The 1619 Project, along with historical sites such as James Madison’s Montpelier, is part of a deliberate effort to undermine civic education by targeting middle America. For middle America is the final and most formidable obstacle for woke cultural institutions.

The New York Times1619 Project supplants 1776 as the date of America’s founding in favor of 1619, the year slaves were first brought to America. It does this because America’s founding principles are the source of our unity. The ideas of the Constitution and the Declaration of Independence, along with our shared history, language, land, and institutions, forged us into one people.

If Americans are taught to reject our founding principles, that leaves room for us to be defined and shaped by new ideas and theories. Coincidentally, the 1619 Project proposes an alternative founding principle: identity politics. America is not one people but a plurality of oppressed and oppressor groups. She was born out of a conflict between free and enslaved peoples and is defined to this day by struggles between men and women, straight and gay, black and white, etc.

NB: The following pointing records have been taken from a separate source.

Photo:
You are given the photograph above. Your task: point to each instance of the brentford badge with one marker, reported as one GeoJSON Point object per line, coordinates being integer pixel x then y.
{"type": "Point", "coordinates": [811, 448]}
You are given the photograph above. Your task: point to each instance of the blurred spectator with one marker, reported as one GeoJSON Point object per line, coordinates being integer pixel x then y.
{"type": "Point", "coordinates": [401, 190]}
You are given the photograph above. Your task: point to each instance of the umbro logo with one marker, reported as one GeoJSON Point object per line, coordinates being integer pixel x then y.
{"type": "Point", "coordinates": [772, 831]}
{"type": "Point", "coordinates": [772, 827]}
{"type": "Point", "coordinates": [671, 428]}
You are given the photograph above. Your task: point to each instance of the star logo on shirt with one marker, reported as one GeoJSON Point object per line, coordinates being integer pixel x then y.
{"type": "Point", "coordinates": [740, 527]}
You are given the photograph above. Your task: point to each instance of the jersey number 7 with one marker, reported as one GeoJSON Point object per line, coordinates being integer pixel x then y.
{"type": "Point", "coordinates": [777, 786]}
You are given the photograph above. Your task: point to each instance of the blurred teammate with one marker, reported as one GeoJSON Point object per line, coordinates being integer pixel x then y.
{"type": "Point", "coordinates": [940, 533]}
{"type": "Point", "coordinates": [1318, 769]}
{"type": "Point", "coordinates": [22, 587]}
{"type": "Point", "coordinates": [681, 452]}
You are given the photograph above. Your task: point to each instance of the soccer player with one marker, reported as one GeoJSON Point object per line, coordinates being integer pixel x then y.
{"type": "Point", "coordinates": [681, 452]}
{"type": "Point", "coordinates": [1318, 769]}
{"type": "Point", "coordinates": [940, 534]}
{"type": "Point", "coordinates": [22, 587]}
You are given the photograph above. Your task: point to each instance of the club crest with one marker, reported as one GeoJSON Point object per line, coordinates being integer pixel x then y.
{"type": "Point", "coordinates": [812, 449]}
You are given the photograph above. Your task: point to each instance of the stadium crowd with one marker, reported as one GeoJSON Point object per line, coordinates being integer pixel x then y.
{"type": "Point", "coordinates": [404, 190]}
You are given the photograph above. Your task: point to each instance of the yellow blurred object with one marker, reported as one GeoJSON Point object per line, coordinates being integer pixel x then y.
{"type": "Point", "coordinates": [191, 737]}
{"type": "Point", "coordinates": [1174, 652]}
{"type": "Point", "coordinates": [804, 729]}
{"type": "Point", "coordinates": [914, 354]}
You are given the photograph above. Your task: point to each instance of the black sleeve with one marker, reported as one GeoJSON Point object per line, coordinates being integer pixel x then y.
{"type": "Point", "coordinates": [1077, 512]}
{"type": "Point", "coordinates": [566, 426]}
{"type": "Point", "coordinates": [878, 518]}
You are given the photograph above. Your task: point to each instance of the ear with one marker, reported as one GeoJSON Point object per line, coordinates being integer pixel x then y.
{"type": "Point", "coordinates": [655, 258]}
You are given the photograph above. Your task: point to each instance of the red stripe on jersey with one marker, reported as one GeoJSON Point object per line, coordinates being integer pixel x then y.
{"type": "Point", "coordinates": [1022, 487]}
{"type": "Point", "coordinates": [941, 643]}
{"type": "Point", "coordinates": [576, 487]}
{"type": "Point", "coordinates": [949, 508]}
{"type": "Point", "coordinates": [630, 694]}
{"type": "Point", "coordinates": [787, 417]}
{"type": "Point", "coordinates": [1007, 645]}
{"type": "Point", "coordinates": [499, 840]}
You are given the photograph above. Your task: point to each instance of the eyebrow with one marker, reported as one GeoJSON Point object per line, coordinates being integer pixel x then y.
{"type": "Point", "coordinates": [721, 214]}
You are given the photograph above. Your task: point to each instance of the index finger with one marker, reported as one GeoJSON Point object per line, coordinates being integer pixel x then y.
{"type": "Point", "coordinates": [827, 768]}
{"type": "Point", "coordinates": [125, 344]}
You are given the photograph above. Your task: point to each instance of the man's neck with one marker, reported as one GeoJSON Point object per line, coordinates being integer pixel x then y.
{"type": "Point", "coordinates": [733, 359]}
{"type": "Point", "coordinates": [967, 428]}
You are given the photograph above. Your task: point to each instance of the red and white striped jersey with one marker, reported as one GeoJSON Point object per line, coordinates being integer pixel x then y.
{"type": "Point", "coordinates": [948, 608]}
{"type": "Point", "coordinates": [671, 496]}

To construct this narrative, the writers of the 1619 Project had to ignore certain historical facts. Rather than evaluate our history and founding documents objectively, they first crafted a theory and then looked for evidence to fit that narrative.

This strategy and narrative has already successfully captured higher education. Many universities welcome critical race theory but reject freedom of speech. Still, only about 36 percent of Americans over the age of 25 have a college degree. Identitarians understood that they needed to reach more Americans.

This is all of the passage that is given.